Introducing the “Ask Midge” column
Filed under: On Publishing, On Reading, On Writing
I recently received an email from a writer who suggested I devote a column to answering writers’ questions — starting, naturally, with his. I thought this was a great idea (thanks, Jerry!), and I’m looking forward to making this blog more of a dialogue.
So consider this the first official “Ask Midge” column — and I hope you’ll write with your questions on everything from grammar to characterization to narrative structure. I won’t claim to have all the answers, but whenever I don’t, I will point you in the direction of someone who does.
Please send all questions (on writing, publishing, grammar, and all other things writing-related) through this form on my web site — and please let me know whether you’d like me to use your full name, first name only, or initials only. I’m looking forward to your questions!
And here is our first…
Q: How does a writer make the narrator sound like a juvenile without making the writing sound juvenile? — Jerry Guern, San Diego
A: Voice is one of the biggest challenges for writers, especially when tackling a voice that’s very different from one’s own. And it’s especially important, as Jerry is realizing, to make sure the writing itself is separate from the character, i.e., that the character can sound like a child without the writing sounding childish.
First, I suggest getting to know the character well, as sometimes this is the problem. If you’re writing from the POV of a juvenile, for example, make sure you’re seeing the world from this character’s eyes; try living in this character’s head as much as you can while you’re writing, as if you’re an actor playing a role. Our sense of a character’s age comes from the way he/she sees the world: a teenager will look at something very differently from the way a six-year-old would, or a thirty-year-old, or an eighty-year-old — so think about how your character (from the POV of age as well as his/her unique history) sees what happens around him/her, and describe it in detail. Everything that your reader perceives will come through the details.

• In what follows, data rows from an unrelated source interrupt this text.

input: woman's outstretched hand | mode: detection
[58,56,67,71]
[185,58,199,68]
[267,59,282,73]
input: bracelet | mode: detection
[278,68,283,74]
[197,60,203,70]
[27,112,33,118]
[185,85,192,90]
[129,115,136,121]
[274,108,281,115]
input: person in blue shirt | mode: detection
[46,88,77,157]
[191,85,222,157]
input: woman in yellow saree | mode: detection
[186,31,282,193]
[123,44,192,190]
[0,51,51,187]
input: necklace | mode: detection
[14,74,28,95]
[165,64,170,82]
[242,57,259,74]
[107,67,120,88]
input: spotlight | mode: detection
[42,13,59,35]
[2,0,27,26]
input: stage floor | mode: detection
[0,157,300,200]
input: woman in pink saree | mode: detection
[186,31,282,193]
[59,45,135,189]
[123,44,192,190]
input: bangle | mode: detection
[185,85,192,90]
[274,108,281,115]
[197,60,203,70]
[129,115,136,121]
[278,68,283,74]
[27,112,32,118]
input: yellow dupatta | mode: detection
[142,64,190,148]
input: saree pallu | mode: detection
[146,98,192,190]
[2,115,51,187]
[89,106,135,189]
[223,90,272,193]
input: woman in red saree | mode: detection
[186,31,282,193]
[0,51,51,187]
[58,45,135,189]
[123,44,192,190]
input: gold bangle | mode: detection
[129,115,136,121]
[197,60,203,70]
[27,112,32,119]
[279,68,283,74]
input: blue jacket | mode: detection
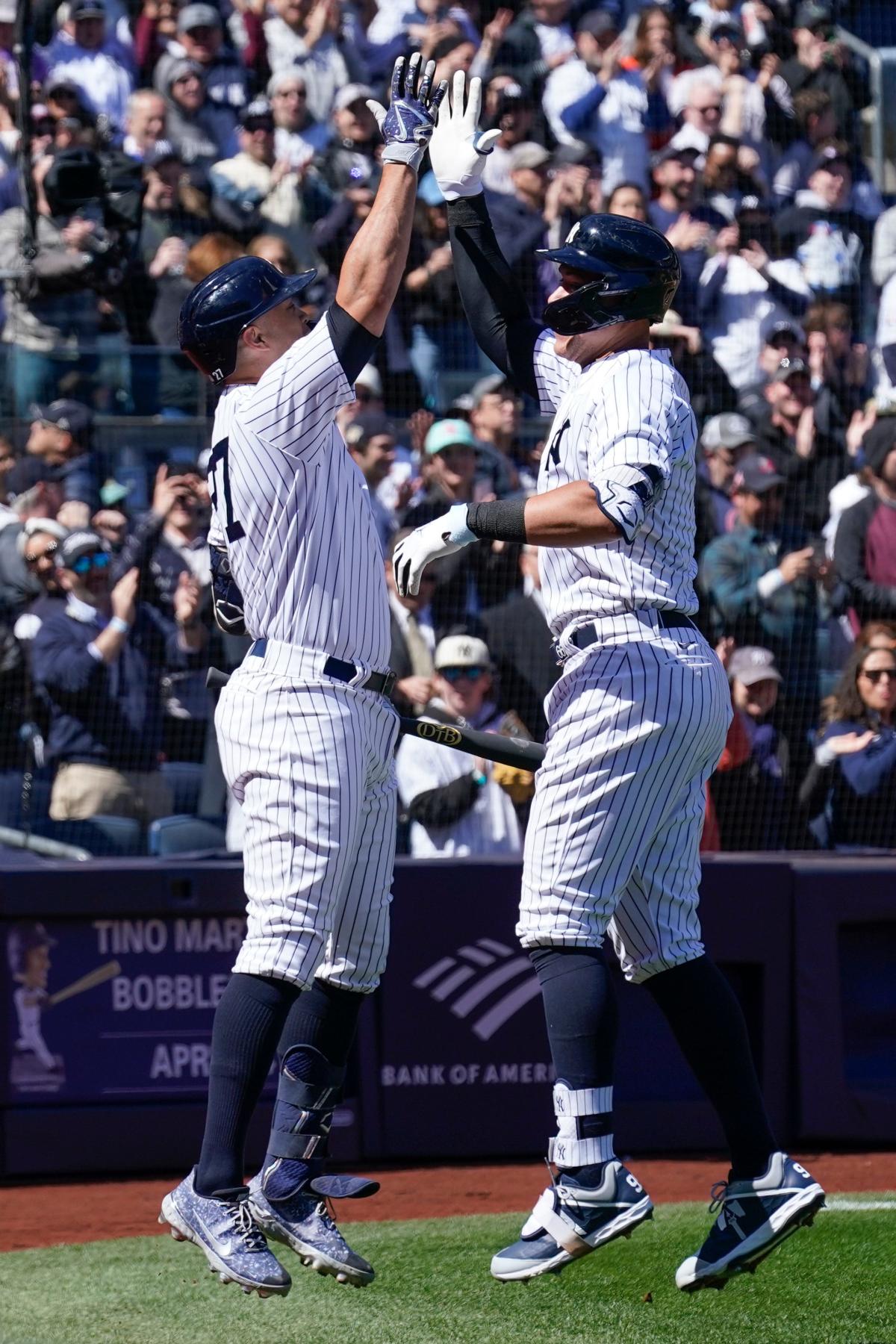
[32,602,194,770]
[821,721,896,850]
[697,527,818,709]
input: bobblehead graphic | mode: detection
[7,924,121,1092]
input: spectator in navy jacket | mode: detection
[803,648,896,848]
[834,415,896,621]
[32,528,205,823]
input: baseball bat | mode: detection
[47,961,121,1008]
[205,668,544,770]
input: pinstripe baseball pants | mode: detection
[215,659,398,993]
[517,628,731,983]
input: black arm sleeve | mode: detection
[407,774,479,827]
[326,302,379,383]
[447,195,544,400]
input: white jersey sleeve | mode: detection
[587,352,693,543]
[240,317,355,458]
[532,328,580,415]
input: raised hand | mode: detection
[430,70,501,200]
[367,52,447,169]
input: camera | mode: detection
[43,148,145,294]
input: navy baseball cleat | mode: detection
[249,1173,373,1287]
[676,1153,825,1293]
[158,1171,293,1297]
[491,1159,653,1282]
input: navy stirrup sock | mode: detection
[262,981,364,1199]
[195,974,298,1195]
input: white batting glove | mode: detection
[392,504,476,597]
[430,70,501,200]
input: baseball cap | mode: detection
[355,364,383,400]
[168,57,205,89]
[806,145,849,178]
[650,144,700,168]
[144,140,181,168]
[239,98,274,131]
[99,476,131,508]
[854,415,896,476]
[729,453,785,494]
[763,319,806,346]
[16,517,69,555]
[771,356,809,383]
[470,373,513,407]
[425,420,476,457]
[333,84,376,111]
[69,0,106,23]
[432,635,491,672]
[728,644,785,685]
[700,411,756,453]
[28,398,93,438]
[508,140,551,172]
[177,4,222,32]
[57,527,109,570]
[575,10,619,37]
[266,69,308,98]
[345,411,395,447]
[794,0,834,28]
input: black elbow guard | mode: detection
[208,546,246,635]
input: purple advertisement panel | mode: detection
[0,915,246,1105]
[361,863,553,1157]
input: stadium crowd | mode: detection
[0,0,896,855]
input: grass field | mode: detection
[0,1193,896,1344]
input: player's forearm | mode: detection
[524,481,622,546]
[336,164,417,336]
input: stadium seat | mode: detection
[34,816,145,857]
[149,816,225,855]
[161,761,204,817]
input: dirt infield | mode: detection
[0,1153,896,1251]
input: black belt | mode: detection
[249,640,395,695]
[570,610,696,649]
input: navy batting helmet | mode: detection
[536,215,681,336]
[177,257,317,383]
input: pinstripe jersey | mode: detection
[535,331,697,635]
[210,319,390,668]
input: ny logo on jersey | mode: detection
[544,420,570,467]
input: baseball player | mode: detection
[160,57,446,1295]
[393,75,824,1290]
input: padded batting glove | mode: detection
[367,51,447,171]
[392,504,476,597]
[430,70,501,200]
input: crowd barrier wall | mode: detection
[0,855,896,1176]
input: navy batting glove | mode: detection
[367,51,447,168]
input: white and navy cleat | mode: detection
[676,1153,825,1293]
[158,1171,291,1297]
[491,1159,653,1282]
[249,1176,373,1287]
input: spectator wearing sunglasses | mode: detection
[32,528,205,824]
[395,635,531,857]
[800,648,896,850]
[15,517,69,640]
[0,454,62,621]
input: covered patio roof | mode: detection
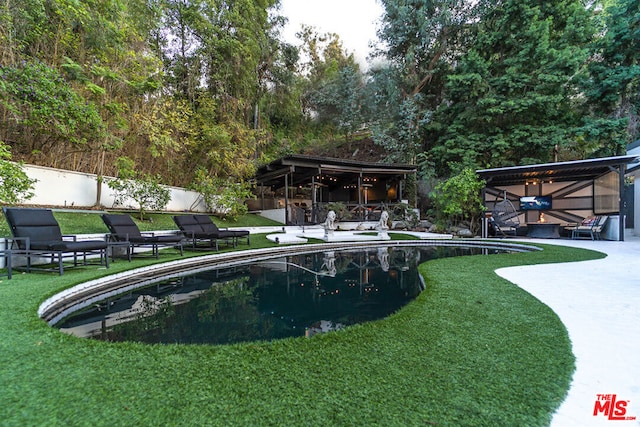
[476,154,640,240]
[476,155,640,186]
[256,155,416,187]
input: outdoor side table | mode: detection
[107,240,131,261]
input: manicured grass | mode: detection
[0,236,602,426]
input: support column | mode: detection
[618,164,627,242]
[284,173,289,225]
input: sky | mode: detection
[280,0,383,66]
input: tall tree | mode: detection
[369,0,476,168]
[576,0,640,156]
[430,0,592,172]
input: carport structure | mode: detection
[255,155,416,225]
[476,155,640,241]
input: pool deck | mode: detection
[497,235,640,427]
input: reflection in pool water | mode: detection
[57,247,492,344]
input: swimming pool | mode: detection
[50,241,530,344]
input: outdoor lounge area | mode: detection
[3,207,109,277]
[476,155,638,240]
[250,155,416,226]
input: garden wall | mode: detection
[18,165,206,212]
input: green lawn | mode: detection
[0,236,603,426]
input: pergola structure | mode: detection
[476,155,640,240]
[255,155,416,225]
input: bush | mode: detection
[430,168,485,232]
[0,141,36,204]
[107,158,171,221]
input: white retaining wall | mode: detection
[18,165,206,212]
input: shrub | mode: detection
[0,141,36,204]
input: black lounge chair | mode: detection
[193,215,251,248]
[102,214,184,260]
[173,215,221,251]
[2,207,109,275]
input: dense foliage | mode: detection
[0,0,640,186]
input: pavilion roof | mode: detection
[476,154,640,186]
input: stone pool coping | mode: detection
[38,239,540,325]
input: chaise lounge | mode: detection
[2,207,109,275]
[102,214,184,260]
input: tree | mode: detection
[368,0,477,174]
[581,0,640,156]
[0,141,36,204]
[191,168,255,221]
[430,0,592,172]
[430,168,485,232]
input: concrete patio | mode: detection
[497,235,640,427]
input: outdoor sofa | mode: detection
[2,207,109,275]
[102,214,184,260]
[569,215,609,240]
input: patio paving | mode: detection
[497,235,640,427]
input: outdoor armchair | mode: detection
[102,214,184,258]
[3,207,109,275]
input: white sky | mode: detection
[280,0,383,66]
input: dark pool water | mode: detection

Second, choose a POV that fits well what you’re trying to get across in the story — i.e., do you want an intimate, first-person POV (think Catcher in the Rye), or a more distant voice (if the kid is much younger, for example, you may find it easier to use third person to get across things that a child may sense but not be able to articulate in his/her own voice)?
Third, think of your audience — it’s often challenging to create a young voice that appeals to adult audiences, and this appeal (or lack thereof) will depend not only on the voice but on the story itself. There are always exceptions, clearly (not only Catcher in the Rye but books such as The Lovely Bones and the entire Harry Potter series). So try taking an objective look at your story; you may find that if your writing doesn’t sound adult, perhaps your story’s audience isn’t meant to be adult. And if it is, we’re back to POV: third person might be best, as you don’t need to limit your vocabulary as much as in the first person voice.
Also, read as much as you can in the POV you’re going for — this will help you get a feel for what works well. As you read, consider the ways in which these writers succeed in making their characters vivid while at the same time giving them authentic voices.
And finally, make use of a writing partner or writing group to help you judge how well you’ve succeeded. Ask, for example, how old your group thinks your character is, and see how this feedback helps you find that perfect pitch.
June 29, 2010 at 2:22 pm
Addy, thanks so much for your comments — and you’re so right about knowing how your characters would react in myriad situations, even those outside the story. I tend to overwrite a lot in my first drafts, which ends up being a good thing for this very reason — it gives me a chance to explore the characters all the more. 🙂
June 29, 2010 at 1:25 pm
GREAT comments on POV! Re: living in the character’s head – I think it’s also important to examine the how the character would behave in situations that one is not planning to present in the story or novel. I think writers who know how their character would behave in OTHER situations present more complete characters on the page.